# Installation

In [1]:
!pip install transformers



In [39]:
!pip3 install --upgrade transformers




In [46]:
!pip3 show transformers

Name: transformers
Version: 4.34.0
Summary: State-of-the-art Machine Learning for JAX, PyTorch and TensorFlow
Home-page: https://github.com/huggingface/transformers
Author: The Hugging Face team (past and future) with the help of all our contributors (https://github.com/huggingface/transformers/graphs/contributors)
Author-email: transformers@huggingface.co
License: Apache 2.0 License
Location: /Users/macbookpro/anaconda3/lib/python3.10/site-packages
Requires: filelock, huggingface-hub, numpy, packaging, pyyaml, regex, requests, safetensors, tokenizers, tqdm
Required-by: sentence-transformers


# Setup

In [7]:
import pandas as pd
import numpy as np
import re

In [40]:
from transformers import TextDataset, DataCollatorForLanguageModeling
from transformers import GPT2Tokenizer, GPT2LMHeadModel
from transformers import Trainer, TrainingArguments
from transformers import PreTrainedTokenizerFast, GPT2TokenizerFast

ImportError: cannot import name 'DataCollatorForQuestionAnswering' from 'transformers' (/Users/macbookpro/anaconda3/lib/python3.10/site-packages/transformers/__init__.py)

# Full-text Training

In [8]:
#Read Full Text Data
df = pd.read_csv('data/nike_data_fulltext.csv')
data = df["Text"].str.cat(sep='\n')
text_data = re.sub(r'\n+', '\n', data).strip()  # Remove excess newline characters
text_data

'Nike, Inc.(stylized as NIKE) is an American athletic footwear and apparel corporation headquartered near Beaverton, Oregon, United States. It is the world\'s largest supplier of athletic shoes and apparel and a major manufacturer of sports equipment, with revenue in excess of US$46 billion in its fiscal year 2022\nThe company was founded on January 25, 1964, as "Blue Ribbon Sports", by Bill Bowerman and Phil Knight, and officially became Nike, Inc. on May 30, 1971. The company takes its name from Nike, the Greek goddess of victory. Nike markets its products under its own brand, as well as Nike Golf, Nike Pro, Nike+, Air Jordan, Nike Blazers, Air Force 1, Nike Dunk, Air Max, Foamposite, Nike Skateboarding, Nike CR7, and subsidiaries including Air Jordan and Converse (brand). Nike also owned Bauer Hockey from 1995 to 2008, and previously owned Cole Haan, Umbro, and Hurley International. In addition to manufacturing sportswear and equipment, the company operates retail stores under the N

In [10]:
#Prepare the full text training data
with open("data/train_fulltext.txt", "w") as f:
    f.write(text_data)

In [11]:
def load_dataset(file_path, tokenizer, block_size = 128):
    dataset = TextDataset(
        tokenizer = tokenizer,
        file_path = file_path,
        block_size = block_size,
    )
    return dataset

In [12]:
def load_data_collator(tokenizer, mlm = False):
    data_collator = DataCollatorForLanguageModeling(
        tokenizer=tokenizer, 
        mlm=mlm,
    )
    return data_collator

In [13]:
def train(train_file_path,model_name,
          output_dir,
          overwrite_output_dir,
          per_device_train_batch_size,
          num_train_epochs,
          save_steps):
    tokenizer = GPT2Tokenizer.from_pretrained(model_name)
    train_dataset = load_dataset(train_file_path, tokenizer)
    data_collator = load_data_collator(tokenizer)

    tokenizer.save_pretrained(output_dir)
      
    model = GPT2LMHeadModel.from_pretrained(model_name)
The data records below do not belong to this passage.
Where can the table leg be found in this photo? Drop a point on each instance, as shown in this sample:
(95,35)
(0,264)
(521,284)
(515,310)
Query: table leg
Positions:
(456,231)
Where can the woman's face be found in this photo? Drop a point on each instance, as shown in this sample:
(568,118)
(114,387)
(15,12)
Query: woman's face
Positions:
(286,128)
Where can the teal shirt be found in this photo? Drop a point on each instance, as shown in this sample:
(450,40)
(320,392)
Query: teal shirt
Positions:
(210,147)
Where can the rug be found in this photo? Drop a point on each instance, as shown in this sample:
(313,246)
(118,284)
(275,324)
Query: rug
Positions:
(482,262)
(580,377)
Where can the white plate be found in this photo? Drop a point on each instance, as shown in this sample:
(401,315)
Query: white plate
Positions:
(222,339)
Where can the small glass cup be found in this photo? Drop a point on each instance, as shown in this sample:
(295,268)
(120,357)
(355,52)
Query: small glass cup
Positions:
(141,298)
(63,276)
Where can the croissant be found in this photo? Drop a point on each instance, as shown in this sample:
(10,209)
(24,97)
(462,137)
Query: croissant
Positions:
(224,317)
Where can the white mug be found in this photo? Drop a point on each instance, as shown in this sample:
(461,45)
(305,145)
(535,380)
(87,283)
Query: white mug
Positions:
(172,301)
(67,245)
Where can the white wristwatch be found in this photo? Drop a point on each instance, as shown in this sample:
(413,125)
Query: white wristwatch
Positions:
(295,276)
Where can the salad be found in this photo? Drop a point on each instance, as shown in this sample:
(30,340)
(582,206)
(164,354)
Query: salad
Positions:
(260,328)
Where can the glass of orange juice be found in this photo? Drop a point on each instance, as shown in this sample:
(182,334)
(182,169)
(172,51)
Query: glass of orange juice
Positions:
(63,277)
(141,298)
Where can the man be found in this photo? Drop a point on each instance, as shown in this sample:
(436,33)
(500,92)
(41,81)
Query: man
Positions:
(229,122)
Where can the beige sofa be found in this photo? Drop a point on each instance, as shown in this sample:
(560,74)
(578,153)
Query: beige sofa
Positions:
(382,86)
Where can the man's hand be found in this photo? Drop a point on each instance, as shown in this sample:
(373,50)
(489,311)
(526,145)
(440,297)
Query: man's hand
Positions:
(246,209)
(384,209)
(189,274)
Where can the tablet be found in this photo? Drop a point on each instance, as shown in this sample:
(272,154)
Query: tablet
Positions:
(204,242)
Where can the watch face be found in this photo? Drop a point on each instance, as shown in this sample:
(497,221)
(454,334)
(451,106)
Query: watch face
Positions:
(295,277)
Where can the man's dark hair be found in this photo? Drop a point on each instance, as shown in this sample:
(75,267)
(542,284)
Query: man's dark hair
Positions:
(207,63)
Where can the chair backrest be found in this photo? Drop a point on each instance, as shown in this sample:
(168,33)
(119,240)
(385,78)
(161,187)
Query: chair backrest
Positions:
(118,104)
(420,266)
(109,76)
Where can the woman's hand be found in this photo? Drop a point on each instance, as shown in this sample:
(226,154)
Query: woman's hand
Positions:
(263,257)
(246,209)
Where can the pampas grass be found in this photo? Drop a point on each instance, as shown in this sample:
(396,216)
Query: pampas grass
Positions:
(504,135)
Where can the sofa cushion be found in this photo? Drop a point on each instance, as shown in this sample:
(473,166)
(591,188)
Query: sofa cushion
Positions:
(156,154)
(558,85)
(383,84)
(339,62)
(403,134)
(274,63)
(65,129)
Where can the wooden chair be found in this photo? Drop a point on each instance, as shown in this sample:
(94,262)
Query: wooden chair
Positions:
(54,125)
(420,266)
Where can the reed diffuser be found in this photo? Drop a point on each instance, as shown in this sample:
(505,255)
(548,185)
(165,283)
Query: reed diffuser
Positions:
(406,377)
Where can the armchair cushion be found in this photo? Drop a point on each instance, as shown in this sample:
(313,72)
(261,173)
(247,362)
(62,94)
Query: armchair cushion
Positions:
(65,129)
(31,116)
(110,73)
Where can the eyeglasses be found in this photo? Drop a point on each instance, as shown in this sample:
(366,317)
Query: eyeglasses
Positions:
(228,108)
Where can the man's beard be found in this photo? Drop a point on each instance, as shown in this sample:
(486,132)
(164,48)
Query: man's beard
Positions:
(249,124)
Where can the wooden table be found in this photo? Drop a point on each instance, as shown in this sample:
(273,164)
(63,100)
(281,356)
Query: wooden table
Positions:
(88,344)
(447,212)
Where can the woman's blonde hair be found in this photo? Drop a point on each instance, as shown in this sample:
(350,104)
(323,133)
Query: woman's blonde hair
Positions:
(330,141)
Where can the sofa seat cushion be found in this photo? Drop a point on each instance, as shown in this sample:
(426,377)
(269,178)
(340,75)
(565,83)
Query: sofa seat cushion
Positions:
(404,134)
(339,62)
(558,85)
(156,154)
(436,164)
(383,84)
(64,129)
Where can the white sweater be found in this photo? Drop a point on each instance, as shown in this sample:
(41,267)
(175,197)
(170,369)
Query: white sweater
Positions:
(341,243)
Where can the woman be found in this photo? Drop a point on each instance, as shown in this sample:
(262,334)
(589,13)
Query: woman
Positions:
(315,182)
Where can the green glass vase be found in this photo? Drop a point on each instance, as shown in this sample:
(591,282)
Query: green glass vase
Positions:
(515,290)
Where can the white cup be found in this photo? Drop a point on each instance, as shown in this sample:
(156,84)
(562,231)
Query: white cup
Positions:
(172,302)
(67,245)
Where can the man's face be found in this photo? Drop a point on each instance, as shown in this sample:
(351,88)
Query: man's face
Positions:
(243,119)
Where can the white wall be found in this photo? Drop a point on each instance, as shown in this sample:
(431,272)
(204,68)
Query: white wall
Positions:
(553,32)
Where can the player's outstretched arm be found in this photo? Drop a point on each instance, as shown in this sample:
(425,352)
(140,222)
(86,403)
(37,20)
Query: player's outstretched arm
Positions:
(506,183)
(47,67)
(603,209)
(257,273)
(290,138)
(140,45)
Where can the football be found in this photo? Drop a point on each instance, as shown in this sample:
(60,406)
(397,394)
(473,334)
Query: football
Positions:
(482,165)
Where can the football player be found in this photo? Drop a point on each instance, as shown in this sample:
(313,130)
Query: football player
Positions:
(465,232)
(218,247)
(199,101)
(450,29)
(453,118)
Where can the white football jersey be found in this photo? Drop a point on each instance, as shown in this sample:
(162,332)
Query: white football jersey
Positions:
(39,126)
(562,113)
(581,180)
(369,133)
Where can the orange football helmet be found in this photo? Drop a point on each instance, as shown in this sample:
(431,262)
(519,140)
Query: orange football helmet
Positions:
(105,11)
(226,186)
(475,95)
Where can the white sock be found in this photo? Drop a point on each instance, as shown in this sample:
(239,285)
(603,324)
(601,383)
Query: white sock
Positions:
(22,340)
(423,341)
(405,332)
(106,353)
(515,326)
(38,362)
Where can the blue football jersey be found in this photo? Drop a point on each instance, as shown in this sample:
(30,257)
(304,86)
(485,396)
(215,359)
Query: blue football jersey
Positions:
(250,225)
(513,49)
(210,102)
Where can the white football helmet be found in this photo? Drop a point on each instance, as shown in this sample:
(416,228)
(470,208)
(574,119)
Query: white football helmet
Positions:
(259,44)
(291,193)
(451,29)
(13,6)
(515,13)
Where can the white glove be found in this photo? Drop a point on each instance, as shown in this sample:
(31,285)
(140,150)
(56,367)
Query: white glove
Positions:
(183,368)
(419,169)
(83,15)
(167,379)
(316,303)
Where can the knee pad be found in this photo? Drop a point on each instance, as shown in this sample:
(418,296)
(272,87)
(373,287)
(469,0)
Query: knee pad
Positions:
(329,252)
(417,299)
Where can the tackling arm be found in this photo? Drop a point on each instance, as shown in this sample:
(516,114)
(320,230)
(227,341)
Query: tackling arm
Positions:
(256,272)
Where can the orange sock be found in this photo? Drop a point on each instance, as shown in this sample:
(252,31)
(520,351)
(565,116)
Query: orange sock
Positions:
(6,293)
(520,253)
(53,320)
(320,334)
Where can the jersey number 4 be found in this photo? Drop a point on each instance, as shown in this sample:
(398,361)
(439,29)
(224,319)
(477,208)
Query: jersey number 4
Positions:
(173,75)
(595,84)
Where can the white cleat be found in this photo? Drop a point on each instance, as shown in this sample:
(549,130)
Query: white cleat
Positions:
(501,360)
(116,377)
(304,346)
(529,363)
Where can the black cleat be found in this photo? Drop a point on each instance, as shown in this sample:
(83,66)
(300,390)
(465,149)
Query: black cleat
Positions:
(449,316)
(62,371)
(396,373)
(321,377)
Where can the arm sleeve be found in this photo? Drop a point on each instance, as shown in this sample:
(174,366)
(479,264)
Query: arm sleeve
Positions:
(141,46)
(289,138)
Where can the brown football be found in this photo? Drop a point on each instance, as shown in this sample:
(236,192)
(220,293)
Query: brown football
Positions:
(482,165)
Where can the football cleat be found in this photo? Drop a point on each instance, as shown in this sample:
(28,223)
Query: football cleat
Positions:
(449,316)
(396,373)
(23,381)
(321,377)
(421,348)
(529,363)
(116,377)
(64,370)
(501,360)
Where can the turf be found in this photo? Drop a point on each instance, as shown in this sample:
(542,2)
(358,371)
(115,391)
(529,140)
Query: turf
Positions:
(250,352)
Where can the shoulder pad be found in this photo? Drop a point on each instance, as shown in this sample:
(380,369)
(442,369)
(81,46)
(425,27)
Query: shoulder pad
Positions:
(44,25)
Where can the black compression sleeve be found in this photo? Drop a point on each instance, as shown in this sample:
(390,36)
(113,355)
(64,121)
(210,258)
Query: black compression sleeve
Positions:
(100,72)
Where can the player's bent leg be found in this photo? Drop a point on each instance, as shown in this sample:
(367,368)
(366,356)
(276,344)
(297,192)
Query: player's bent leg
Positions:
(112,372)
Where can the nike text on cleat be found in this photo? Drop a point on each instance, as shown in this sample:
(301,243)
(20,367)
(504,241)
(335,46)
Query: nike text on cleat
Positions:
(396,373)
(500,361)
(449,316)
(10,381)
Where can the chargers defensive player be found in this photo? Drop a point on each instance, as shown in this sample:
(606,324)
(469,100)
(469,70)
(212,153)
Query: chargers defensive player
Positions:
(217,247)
    model.save_pretrained(output_dir)

    training_args = TrainingArguments(
                      output_dir=output_dir,
                      overwrite_output_dir=overwrite_output_dir,
                      per_device_train_batch_size=per_device_train_batch_size,
                      num_train_epochs=num_train_epochs,
                    )

    trainer = Trainer(
                  model=model,
                  args=training_args,
                  data_collator=data_collator,
                  train_dataset=train_dataset,
              )
      
    trainer.train()
    trainer.save_model()

In [16]:
# Configuration
train_file_path = "data/train_fulltext.txt"
model_name = 'gpt2'
output_dir = 'model/model_fulltext'
overwrite_output_dir = False
per_device_train_batch_size = 8
num_train_epochs = 50.0
save_steps = 50000

In [18]:
# Train
train(
    train_file_path=train_file_path,
    model_name=model_name,
    output_dir=output_dir,
    overwrite_output_dir=overwrite_output_dir,
    per_device_train_batch_size=per_device_train_batch_size,
    num_train_epochs=num_train_epochs,
    save_steps=save_steps
)

loading file vocab.json from cache at /Users/macbookpro/.cache/huggingface/hub/models--gpt2/snapshots/11c5a3d5811f50298f278a704980280950aedb10/vocab.json
loading file merges.txt from cache at /Users/macbookpro/.cache/huggingface/hub/models--gpt2/snapshots/11c5a3d5811f50298f278a704980280950aedb10/merges.txt
loading file added_tokens.json from cache at None
loading file special_tokens_map.json from cache at None
loading file tokenizer_config.json from cache at None
loading configuration file config.json from cache at /Users/macbookpro/.cache/huggingface/hub/models--gpt2/snapshots/11c5a3d5811f50298f278a704980280950aedb10/config.json
Model config GPT2Config {
  "_name_or_path": "gpt2",
  "activation_function": "gelu_new",
  "architectures": [
    "GPT2LMHeadModel"
  ],
  "attn_pdrop": 0.1,
  "bos_token_id": 50256,
  "embd_pdrop": 0.1,
  "eos_token_id": 50256,
  "initializer_range": 0.02,
  "layer_norm_epsilon": 1e-05,
  "model_type": "gpt2",
  "n_ctx": 1024,
  "n_embd": 768,
  "n_head": 12

Step,Training Loss




Training completed. Do not forget to share your model on huggingface.co/models =)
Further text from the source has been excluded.